2. Strange communicator. I thought that it is a kind of iPhone with keyboard, but I’m rather disappointed. The interface is complex, there is no Internet connection, the camera is bad, there are some applications you can install, but I’ve found only Canola and Skype designed professional enough. I’m going to sell it on ebay and replace it by iPhone as soon as I can run Skype on it.
3. This was a birthday present from my dad. I do not really know what to do with it. I’ve tried to use it as navigator, but I can’t find any streets in it. I’ve tried to use it as a music player, but it does not support bluetooth headphones, and it is too big to run with it. It is not as convinient as ebook reader either, the battery dies during couple of hours of flight, when my sister with her Sony Reader uses it entire week without single charge. The only use for it was our family vacation, when I could connect to the hotel’s WiFi and check my email, and do a bit of browsing. In fact, I could listen some music and play game at the same time. Maybe it is not as useless, as I thought.
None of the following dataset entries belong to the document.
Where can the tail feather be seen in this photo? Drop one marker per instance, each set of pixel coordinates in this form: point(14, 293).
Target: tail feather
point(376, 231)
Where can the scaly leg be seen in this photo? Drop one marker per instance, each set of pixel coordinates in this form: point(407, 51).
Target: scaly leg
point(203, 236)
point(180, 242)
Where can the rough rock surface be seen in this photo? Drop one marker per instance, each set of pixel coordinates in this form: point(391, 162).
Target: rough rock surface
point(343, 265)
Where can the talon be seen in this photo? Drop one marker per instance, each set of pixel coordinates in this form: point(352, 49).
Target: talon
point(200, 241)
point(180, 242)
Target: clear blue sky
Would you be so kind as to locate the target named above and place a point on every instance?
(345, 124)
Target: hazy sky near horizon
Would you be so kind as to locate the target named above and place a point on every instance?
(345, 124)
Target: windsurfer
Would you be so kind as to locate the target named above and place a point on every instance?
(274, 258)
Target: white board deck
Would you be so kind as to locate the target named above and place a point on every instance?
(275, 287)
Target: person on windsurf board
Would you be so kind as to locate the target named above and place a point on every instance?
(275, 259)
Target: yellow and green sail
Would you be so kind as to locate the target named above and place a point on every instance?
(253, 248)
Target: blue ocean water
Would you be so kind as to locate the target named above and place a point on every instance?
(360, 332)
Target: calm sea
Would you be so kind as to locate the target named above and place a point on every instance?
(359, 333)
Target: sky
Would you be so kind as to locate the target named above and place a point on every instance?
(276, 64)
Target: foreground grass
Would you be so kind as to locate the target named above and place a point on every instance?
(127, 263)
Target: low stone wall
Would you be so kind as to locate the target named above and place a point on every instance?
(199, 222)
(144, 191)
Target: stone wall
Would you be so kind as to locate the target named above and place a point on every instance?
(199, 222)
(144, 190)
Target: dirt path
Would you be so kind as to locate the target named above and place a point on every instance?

So my point is that if we consider any special use, we are in bad shape. The only one feature wins - universality, which depends directly from ability to install and run a lot of different applications on one device. In this case the main interface should be a compromise between interests, and it would be better to just create different UI for every group, but it is too expensive. I, probably, consider current Hildon as good compromise, except that obvious bugs should be fixed.
Sorry for the English. I know it is bad.